# Deer Poppers



## mailfire99 (Nov 16, 2007)

One for the venison fans out there......

Cut tenderloin or back strap into thin strips, lengthwise about 1/2 the length of a bacon strips. Or you can also take a larger cubed piece of venison, and pound it flat with a meat tenderizer. 

In fridge, marinate deer meat in your favorite marinade, or Dales or Allegro work good. Marinate it for as long as normally do for venison. I usually use allegro and marinade it for several hours. (Hint: if using Dales, dont marinade for more than 1-2 hours, it gets very salty)

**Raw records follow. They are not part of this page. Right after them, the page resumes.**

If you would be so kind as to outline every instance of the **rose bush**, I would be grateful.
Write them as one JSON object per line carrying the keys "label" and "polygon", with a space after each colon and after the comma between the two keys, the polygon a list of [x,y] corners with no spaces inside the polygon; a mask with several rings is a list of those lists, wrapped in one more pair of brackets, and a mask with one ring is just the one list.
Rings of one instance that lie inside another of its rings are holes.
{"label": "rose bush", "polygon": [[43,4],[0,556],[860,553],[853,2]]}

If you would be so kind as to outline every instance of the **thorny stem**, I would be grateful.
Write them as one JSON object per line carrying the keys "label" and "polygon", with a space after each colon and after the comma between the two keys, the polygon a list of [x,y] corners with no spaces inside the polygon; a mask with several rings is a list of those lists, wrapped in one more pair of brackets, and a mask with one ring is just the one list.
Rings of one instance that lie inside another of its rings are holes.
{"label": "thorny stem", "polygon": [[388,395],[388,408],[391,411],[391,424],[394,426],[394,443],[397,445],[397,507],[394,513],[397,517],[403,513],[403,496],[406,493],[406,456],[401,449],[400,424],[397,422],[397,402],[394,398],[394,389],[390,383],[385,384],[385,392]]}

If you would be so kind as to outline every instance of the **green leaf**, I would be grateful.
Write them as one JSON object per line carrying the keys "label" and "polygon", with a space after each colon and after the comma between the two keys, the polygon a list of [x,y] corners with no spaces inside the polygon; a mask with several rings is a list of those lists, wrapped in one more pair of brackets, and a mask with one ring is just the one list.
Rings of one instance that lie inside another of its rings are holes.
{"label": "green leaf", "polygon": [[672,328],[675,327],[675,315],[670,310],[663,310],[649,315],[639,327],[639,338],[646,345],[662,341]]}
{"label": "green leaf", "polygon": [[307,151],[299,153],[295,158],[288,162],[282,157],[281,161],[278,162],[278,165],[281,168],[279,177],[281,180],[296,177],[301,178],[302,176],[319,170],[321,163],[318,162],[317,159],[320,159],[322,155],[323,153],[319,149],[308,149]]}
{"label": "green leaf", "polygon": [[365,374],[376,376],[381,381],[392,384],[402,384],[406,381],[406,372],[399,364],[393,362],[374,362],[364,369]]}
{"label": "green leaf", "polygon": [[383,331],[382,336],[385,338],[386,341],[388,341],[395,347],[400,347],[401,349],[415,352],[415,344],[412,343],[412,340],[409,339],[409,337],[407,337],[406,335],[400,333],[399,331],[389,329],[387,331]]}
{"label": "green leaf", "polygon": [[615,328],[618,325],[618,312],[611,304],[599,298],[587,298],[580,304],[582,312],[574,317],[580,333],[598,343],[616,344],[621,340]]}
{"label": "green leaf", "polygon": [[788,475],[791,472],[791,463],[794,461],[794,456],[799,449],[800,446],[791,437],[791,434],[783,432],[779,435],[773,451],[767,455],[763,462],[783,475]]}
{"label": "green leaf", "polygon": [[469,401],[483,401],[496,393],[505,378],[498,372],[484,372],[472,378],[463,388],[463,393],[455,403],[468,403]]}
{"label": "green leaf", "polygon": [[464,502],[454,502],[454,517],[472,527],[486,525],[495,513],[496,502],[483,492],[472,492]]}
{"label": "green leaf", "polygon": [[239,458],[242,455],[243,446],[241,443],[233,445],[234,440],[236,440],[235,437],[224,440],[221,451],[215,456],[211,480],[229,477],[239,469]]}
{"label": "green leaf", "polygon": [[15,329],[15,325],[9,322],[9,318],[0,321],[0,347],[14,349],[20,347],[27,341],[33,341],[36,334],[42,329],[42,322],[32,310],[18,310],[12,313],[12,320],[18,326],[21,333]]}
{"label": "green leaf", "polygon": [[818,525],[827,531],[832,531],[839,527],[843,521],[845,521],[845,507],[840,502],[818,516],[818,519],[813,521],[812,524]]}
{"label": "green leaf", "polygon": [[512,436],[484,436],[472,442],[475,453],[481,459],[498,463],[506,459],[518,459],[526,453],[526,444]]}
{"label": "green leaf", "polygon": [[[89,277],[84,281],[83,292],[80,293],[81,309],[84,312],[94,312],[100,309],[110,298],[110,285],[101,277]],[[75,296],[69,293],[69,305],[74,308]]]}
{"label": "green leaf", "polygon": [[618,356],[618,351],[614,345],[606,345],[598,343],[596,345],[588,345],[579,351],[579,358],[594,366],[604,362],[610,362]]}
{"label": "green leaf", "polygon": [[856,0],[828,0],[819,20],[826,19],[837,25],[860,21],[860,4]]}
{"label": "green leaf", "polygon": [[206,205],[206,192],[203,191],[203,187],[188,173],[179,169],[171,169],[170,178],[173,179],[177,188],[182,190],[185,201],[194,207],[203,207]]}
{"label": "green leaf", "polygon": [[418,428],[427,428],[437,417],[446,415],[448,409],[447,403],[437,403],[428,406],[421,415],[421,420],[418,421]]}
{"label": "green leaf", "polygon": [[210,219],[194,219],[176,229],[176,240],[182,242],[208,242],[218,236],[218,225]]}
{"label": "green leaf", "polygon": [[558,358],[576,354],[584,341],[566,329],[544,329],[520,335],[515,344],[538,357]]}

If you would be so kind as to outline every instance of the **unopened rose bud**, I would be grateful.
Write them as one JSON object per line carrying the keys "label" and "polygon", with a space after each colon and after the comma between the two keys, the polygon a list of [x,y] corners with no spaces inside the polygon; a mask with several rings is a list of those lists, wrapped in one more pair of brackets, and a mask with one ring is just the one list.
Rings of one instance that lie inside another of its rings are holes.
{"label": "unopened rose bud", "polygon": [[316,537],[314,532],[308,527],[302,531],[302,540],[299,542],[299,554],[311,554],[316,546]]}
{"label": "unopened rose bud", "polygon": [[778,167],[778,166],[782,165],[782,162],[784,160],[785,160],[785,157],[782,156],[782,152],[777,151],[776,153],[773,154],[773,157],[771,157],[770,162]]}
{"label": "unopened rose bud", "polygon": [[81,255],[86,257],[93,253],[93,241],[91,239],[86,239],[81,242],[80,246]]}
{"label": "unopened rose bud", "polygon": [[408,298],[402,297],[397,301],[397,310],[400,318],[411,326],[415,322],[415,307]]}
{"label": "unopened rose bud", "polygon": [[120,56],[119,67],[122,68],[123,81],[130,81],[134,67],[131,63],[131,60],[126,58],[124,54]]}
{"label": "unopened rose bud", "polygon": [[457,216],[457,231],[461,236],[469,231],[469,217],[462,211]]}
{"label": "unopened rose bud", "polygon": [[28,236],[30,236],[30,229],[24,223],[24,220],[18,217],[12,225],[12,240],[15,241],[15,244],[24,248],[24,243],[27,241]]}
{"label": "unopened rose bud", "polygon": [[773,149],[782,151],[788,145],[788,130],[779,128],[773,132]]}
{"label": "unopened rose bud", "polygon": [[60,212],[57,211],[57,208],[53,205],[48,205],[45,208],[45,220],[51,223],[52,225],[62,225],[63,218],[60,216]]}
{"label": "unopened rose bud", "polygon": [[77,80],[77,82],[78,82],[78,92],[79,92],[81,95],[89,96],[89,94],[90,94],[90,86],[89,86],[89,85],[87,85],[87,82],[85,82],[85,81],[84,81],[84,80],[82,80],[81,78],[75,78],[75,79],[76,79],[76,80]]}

After meat has marinated, remove the meat from the juice. 

Put a strip of meat on top of a strip of bacon, or 1/2 strip so they are about the same length. Put a teaspoon or so of cream cheese at one end, and top with a slice of jalapeno. (Hint: You can also use bell pepper, for no heat)

Roll this us and secure it with a toothpick or skewer.

Grill on both sides until bacon is crisp - about 10 minutes

Dont overcook!!! Venison is best at medium.


----------



## bodawg (Dec 4, 2008)

That sounds great , but I quit hunting. If I ever score any backstrap I'll be all over that!


----------



## ctfortner (Nov 16, 2007)

Good luck, we are stingy with the backstrap  This is good stuff though, and I have friends who have done the same with duck.


----------



## ctfortner (Nov 16, 2007)

*Venison Poppers Recipe*

This is how I do mine. 

FIRST, I soak the venison in slightly salty water, drain every time it turns red. When the water stays clear, your done soaking. Trust me, this removes all the gamey taste and most if not all people will not know its deer meat if you marinate it after that. 











I cut small cubes and then use a meat tenderizer and flatten them out, almost like jerky. 










Then I mix up (about half and half) greek seasoning and McCormick steak seasoning and sprinkle on the strips and rub it in good. 


















Then throw them (meat only) in a big ziplock and put enought Italian dressing in the bag to coat it. Marinate 24 hours.










I take them out, put a glob of cream cheese in the center, a slice of jalapeno, then roll it up. Wrap a half a piece of bacon around it and toothpick it. Ready to grill.










It takes me forever to make these up, and they last only minutes after grilling :shrug: I do also try different cheeses sometimes. Try some cheddar, or even some pepperjack.


----------